You wonder sometimes if anyone is ever going to tell the truth about Ontario’s Beer Store. For more than 90 years, this restrictive system of selling beer has been foisted on the province’s beer buyers. It has provided profits for brewers and sinecure for our politicians and nobody has ever shed much light on the profits and the cashflows.
It must have been someone’s idea of an April Fool’s joke a few weeks ago when it was reported by the Beer Store headquarters that the beer retail operations had lost $50 million last year. I must admit that as a public relations professional in my business life, I never lied. You hardly need to—as there are so many ways of telling the truth. I expect the Beer Store operation did sell less beer last year. It would hardly impact the Beer Store masters—the brewers—who would have more than filled the gap with increased prices and sales through the liquor control board outlets and large grocery stores.
And no doubt the members at Queen’s Park got their political donations. It is only politicians on the outside, looking in, who promise voters that they will be able to buy beer at convenience stores. Your corner store is in the business of convenience, elected politicians are not.

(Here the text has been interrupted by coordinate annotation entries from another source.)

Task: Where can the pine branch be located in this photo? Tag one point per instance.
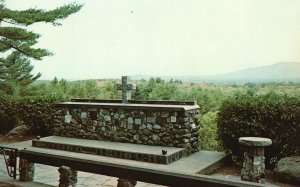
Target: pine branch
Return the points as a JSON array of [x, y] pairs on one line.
[[16, 48]]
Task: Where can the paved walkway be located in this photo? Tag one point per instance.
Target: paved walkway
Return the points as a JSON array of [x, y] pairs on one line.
[[49, 176]]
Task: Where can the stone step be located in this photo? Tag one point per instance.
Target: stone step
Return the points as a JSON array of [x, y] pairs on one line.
[[144, 153]]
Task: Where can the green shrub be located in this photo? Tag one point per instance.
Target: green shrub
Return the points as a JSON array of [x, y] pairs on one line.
[[36, 112], [272, 116], [208, 132]]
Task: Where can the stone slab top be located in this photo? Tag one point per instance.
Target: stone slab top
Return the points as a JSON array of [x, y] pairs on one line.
[[194, 163], [130, 105], [255, 141], [116, 146]]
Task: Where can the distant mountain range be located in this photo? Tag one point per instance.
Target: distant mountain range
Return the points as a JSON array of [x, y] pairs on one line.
[[280, 72]]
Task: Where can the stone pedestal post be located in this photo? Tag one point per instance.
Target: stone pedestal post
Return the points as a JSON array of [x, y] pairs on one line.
[[126, 182], [26, 170], [67, 176], [254, 159]]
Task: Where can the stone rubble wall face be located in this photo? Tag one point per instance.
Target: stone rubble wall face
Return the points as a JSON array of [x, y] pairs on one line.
[[161, 128]]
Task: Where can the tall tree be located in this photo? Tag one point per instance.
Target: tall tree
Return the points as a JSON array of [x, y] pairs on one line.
[[15, 37], [15, 74]]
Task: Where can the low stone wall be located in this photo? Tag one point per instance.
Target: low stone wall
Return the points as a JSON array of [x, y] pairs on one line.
[[163, 125]]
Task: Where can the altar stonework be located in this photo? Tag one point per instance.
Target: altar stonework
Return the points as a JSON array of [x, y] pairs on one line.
[[172, 124], [156, 132]]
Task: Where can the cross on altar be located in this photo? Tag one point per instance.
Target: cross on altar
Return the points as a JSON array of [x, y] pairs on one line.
[[126, 88]]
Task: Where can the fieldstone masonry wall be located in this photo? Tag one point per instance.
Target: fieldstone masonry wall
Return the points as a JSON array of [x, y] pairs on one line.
[[164, 126]]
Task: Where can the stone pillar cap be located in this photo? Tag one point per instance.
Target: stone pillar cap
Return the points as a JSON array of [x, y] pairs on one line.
[[255, 141]]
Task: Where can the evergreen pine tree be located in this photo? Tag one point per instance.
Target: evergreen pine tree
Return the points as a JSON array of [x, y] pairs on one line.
[[15, 74], [15, 37]]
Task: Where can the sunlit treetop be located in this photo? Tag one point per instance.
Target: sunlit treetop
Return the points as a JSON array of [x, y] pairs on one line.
[[14, 35]]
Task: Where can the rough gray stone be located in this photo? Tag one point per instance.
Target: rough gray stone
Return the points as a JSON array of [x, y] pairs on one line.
[[142, 127], [149, 126], [19, 130], [156, 127], [288, 170], [255, 141]]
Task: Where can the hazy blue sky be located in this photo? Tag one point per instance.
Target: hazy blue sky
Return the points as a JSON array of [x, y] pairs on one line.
[[110, 38]]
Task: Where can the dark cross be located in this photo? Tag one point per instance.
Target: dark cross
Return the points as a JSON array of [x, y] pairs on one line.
[[126, 89]]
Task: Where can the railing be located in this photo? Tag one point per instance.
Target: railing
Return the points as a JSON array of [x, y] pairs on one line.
[[10, 158]]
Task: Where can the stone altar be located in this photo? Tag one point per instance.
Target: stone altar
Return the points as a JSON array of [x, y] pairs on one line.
[[170, 126]]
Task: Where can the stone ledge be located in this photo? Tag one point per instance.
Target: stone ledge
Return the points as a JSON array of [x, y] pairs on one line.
[[143, 153], [255, 141], [131, 106]]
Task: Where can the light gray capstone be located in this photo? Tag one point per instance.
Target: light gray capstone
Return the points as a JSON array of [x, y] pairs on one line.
[[255, 141], [288, 170]]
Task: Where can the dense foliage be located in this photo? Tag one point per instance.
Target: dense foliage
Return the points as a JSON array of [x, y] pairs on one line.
[[14, 35], [273, 116], [208, 132], [35, 112]]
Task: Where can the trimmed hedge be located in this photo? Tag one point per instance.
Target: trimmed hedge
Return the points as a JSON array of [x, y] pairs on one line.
[[272, 116], [36, 112]]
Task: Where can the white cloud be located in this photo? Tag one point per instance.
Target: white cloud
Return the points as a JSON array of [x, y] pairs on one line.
[[110, 38]]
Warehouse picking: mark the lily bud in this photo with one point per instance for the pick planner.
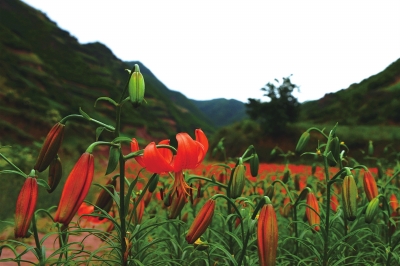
(370, 187)
(312, 214)
(201, 221)
(200, 245)
(254, 165)
(372, 210)
(104, 200)
(349, 197)
(269, 192)
(50, 147)
(238, 181)
(55, 174)
(394, 203)
(178, 202)
(267, 235)
(75, 189)
(136, 87)
(25, 208)
(302, 143)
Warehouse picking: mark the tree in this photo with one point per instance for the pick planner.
(275, 114)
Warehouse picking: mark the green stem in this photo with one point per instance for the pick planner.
(37, 242)
(328, 198)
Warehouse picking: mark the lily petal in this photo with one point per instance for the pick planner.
(154, 160)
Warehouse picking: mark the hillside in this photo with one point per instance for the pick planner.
(45, 74)
(222, 112)
(373, 101)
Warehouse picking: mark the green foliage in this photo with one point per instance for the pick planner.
(281, 109)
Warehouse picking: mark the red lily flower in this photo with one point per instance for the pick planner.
(190, 153)
(76, 188)
(25, 207)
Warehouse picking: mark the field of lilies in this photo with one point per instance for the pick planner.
(165, 205)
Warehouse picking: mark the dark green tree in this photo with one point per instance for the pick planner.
(281, 109)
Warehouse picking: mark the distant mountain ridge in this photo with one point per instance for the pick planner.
(222, 112)
(45, 74)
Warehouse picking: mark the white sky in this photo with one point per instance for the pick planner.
(230, 49)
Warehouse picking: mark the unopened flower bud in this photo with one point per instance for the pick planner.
(136, 87)
(349, 197)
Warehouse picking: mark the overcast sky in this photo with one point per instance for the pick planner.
(230, 49)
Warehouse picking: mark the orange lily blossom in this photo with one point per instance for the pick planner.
(190, 153)
(267, 235)
(76, 189)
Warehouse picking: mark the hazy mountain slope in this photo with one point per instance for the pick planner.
(222, 112)
(45, 74)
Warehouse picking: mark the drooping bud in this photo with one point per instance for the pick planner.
(75, 189)
(200, 245)
(139, 211)
(154, 183)
(349, 197)
(104, 201)
(179, 200)
(312, 214)
(267, 235)
(238, 181)
(394, 203)
(370, 187)
(335, 150)
(302, 143)
(55, 174)
(372, 210)
(334, 203)
(136, 87)
(269, 192)
(201, 221)
(50, 147)
(370, 148)
(25, 207)
(254, 165)
(286, 176)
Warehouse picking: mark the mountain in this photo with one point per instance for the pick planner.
(373, 101)
(222, 112)
(45, 74)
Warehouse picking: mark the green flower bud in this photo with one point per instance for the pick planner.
(349, 197)
(254, 164)
(136, 87)
(301, 144)
(238, 181)
(372, 210)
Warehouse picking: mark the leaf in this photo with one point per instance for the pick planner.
(106, 99)
(85, 115)
(12, 172)
(113, 159)
(43, 183)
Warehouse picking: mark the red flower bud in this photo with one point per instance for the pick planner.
(25, 207)
(313, 215)
(201, 222)
(370, 188)
(55, 174)
(267, 236)
(76, 189)
(50, 147)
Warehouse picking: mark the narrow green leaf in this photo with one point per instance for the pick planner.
(43, 183)
(113, 159)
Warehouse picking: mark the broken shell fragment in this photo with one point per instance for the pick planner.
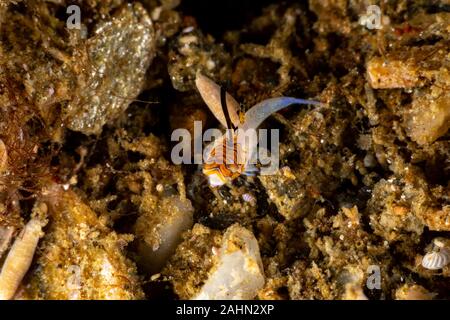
(6, 234)
(159, 243)
(436, 260)
(413, 292)
(239, 272)
(19, 258)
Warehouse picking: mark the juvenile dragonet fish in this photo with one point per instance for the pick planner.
(228, 157)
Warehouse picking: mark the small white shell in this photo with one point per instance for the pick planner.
(436, 260)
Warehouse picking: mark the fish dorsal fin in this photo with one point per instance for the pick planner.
(262, 110)
(211, 94)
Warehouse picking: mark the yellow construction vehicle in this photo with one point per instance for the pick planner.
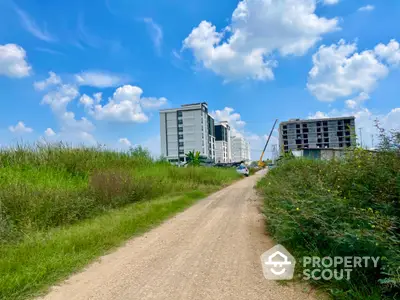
(261, 164)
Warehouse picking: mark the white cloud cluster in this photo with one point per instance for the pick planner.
(389, 53)
(340, 71)
(13, 61)
(368, 7)
(58, 98)
(258, 29)
(20, 128)
(124, 142)
(155, 32)
(126, 105)
(98, 79)
(53, 79)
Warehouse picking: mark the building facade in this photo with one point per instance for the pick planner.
(240, 149)
(185, 129)
(335, 133)
(223, 149)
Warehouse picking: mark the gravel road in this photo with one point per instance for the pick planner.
(210, 251)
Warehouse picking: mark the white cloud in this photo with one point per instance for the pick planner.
(20, 128)
(125, 106)
(49, 132)
(53, 79)
(71, 129)
(340, 71)
(98, 79)
(258, 29)
(367, 8)
(390, 52)
(30, 25)
(151, 103)
(124, 142)
(155, 32)
(357, 101)
(13, 61)
(330, 2)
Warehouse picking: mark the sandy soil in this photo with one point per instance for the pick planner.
(210, 251)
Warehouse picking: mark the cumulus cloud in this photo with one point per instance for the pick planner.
(124, 142)
(71, 128)
(49, 132)
(357, 101)
(367, 8)
(53, 79)
(20, 128)
(126, 105)
(155, 32)
(258, 29)
(13, 61)
(330, 2)
(390, 52)
(98, 79)
(340, 71)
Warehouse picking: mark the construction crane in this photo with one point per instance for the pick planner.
(261, 163)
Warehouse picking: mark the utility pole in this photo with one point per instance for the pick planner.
(372, 138)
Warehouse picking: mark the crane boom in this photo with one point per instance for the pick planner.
(260, 163)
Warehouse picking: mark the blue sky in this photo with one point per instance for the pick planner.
(98, 73)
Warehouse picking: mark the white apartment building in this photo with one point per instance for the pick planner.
(223, 149)
(185, 129)
(240, 149)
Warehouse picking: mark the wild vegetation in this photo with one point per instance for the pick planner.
(60, 207)
(346, 207)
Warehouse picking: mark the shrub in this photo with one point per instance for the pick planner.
(340, 208)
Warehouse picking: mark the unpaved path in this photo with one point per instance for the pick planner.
(210, 251)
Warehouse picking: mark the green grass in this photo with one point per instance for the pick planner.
(62, 207)
(44, 258)
(340, 208)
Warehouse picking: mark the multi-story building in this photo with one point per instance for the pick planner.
(223, 151)
(240, 149)
(334, 133)
(184, 129)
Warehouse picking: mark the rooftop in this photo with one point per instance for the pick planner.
(316, 120)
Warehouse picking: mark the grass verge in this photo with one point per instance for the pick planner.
(340, 208)
(29, 267)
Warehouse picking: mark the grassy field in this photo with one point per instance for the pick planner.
(61, 207)
(340, 208)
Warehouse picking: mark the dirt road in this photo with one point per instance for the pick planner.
(210, 251)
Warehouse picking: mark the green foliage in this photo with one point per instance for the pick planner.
(193, 158)
(61, 207)
(340, 208)
(48, 186)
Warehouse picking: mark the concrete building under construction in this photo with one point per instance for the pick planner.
(328, 133)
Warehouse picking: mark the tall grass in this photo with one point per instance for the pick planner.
(341, 208)
(61, 207)
(49, 186)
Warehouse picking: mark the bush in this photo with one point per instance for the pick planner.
(340, 208)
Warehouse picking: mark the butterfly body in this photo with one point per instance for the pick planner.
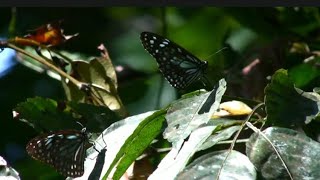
(64, 150)
(178, 66)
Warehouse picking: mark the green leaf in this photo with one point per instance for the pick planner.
(97, 117)
(300, 153)
(208, 166)
(183, 117)
(140, 139)
(287, 105)
(303, 74)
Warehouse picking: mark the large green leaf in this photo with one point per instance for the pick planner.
(136, 143)
(300, 154)
(287, 105)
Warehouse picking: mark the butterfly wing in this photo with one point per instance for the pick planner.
(64, 150)
(177, 65)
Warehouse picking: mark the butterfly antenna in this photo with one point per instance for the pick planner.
(80, 124)
(205, 81)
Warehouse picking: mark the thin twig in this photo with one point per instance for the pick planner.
(235, 138)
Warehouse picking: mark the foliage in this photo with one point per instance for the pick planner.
(132, 112)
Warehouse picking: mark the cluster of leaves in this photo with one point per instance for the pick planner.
(279, 151)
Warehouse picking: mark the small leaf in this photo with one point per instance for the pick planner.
(7, 172)
(287, 105)
(140, 139)
(222, 135)
(300, 154)
(50, 35)
(208, 166)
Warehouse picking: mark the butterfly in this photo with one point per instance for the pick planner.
(178, 66)
(98, 166)
(64, 150)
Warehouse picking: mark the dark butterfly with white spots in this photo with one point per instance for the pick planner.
(178, 66)
(64, 150)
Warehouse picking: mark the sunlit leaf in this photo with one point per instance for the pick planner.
(208, 166)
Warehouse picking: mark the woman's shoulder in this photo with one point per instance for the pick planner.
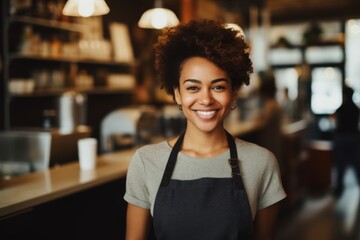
(253, 152)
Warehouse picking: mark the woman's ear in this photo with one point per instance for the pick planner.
(235, 94)
(177, 96)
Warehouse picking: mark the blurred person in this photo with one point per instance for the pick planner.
(346, 139)
(204, 184)
(270, 117)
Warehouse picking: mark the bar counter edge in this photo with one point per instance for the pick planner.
(24, 192)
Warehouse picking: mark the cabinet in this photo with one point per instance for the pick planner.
(46, 54)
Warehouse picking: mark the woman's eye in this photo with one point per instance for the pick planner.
(219, 88)
(192, 88)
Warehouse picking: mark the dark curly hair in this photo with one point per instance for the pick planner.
(209, 39)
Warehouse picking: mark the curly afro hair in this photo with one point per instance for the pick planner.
(209, 39)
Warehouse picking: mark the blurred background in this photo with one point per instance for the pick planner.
(77, 74)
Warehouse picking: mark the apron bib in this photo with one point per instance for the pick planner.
(206, 208)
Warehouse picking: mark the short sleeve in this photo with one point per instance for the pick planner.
(136, 189)
(272, 190)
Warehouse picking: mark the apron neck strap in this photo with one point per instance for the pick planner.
(172, 161)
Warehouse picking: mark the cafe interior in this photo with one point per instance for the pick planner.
(74, 69)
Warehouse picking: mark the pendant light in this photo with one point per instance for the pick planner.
(85, 8)
(158, 17)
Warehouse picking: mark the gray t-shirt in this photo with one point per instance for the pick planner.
(258, 166)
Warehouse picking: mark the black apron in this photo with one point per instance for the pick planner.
(206, 208)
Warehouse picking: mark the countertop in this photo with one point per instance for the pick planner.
(21, 193)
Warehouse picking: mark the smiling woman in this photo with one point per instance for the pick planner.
(203, 184)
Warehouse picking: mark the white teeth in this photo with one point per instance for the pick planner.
(206, 113)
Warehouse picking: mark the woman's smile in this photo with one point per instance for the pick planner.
(205, 94)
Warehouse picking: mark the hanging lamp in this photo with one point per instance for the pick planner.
(158, 17)
(85, 8)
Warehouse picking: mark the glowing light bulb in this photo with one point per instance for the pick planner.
(86, 8)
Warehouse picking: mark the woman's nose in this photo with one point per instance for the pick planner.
(206, 97)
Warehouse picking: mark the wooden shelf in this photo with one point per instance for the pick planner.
(59, 91)
(75, 27)
(19, 56)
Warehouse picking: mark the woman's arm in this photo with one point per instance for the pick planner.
(137, 223)
(265, 223)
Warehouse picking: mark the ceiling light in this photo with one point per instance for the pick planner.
(158, 17)
(85, 8)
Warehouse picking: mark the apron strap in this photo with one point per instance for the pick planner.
(172, 161)
(234, 162)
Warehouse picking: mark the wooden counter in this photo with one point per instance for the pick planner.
(23, 192)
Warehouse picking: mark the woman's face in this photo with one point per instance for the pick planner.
(205, 94)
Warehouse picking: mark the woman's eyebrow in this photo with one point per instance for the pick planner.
(213, 81)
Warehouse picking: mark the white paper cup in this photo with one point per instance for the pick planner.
(87, 150)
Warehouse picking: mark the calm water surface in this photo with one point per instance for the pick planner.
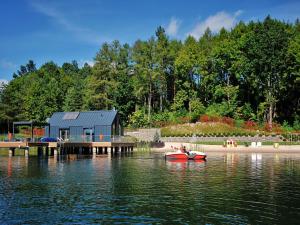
(143, 188)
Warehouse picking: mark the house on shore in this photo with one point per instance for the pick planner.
(90, 126)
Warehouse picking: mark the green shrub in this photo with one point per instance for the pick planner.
(138, 119)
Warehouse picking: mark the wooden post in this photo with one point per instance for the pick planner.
(40, 151)
(47, 151)
(55, 151)
(11, 152)
(26, 152)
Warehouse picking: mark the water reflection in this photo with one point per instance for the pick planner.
(145, 188)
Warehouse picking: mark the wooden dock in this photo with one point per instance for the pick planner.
(55, 148)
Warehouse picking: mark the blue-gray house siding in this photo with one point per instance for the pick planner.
(85, 126)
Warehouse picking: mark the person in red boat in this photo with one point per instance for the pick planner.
(183, 150)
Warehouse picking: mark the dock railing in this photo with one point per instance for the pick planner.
(72, 138)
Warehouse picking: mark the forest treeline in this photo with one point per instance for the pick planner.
(251, 72)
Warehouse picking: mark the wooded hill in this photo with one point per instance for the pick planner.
(250, 73)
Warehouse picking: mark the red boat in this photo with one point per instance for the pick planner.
(188, 155)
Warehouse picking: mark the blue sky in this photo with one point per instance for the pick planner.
(66, 30)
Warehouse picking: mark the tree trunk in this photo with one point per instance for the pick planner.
(149, 102)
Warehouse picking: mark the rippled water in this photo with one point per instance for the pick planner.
(144, 188)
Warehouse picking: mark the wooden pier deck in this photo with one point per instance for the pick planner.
(69, 147)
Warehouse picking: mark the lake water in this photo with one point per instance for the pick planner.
(143, 188)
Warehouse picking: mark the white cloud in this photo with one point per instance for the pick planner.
(215, 23)
(173, 27)
(82, 33)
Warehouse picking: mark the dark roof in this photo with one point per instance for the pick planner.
(85, 119)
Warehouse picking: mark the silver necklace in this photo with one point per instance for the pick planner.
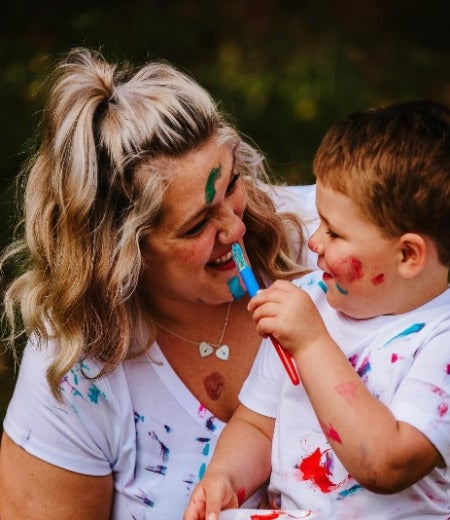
(206, 348)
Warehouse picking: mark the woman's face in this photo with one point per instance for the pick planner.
(188, 254)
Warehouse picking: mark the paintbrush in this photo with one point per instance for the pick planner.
(253, 287)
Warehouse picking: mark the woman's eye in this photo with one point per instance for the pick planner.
(195, 230)
(232, 183)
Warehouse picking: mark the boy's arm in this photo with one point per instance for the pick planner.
(239, 466)
(381, 453)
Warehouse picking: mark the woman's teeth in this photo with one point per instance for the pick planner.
(222, 259)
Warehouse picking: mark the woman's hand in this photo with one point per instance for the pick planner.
(211, 495)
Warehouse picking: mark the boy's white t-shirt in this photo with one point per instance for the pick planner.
(141, 422)
(404, 361)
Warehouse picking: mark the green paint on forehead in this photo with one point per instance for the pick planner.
(210, 189)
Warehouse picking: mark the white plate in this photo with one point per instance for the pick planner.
(264, 514)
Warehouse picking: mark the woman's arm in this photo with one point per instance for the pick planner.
(33, 489)
(240, 465)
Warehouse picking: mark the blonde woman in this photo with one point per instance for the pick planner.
(138, 335)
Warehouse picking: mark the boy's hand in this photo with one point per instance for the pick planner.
(289, 315)
(209, 497)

But it seems the Beer Store benefits can also mean largess for others. In an op-ed in the business section of the Toronto Star the other day, we found out that the Beer Store has four independent directors—people not on a brewer’s payroll. This opinion piece was signed by the chief operating officer of the Ontario municipal employees’ retirement system (OMERS).
It read to me as though some public relations person had written it for him and all he did was take the credit. The op-ed discussed the accounting losses and how the Beer Store revenues were really fees charged to the brewers. It also lauded the Beer Store’s environmental stewardship for collecting some two billion used beverage alcohol containers from customers. It claimed that the stores took back 95 per cent of the refillable beer bottles and about 70 per cent of the 602 million wine and spirits containers sold by the LCBO and grocers.
Maybe the Beer Store should change its name to the Used Beer Bottle Place. They obviously do a much better job on recycling than selling beer.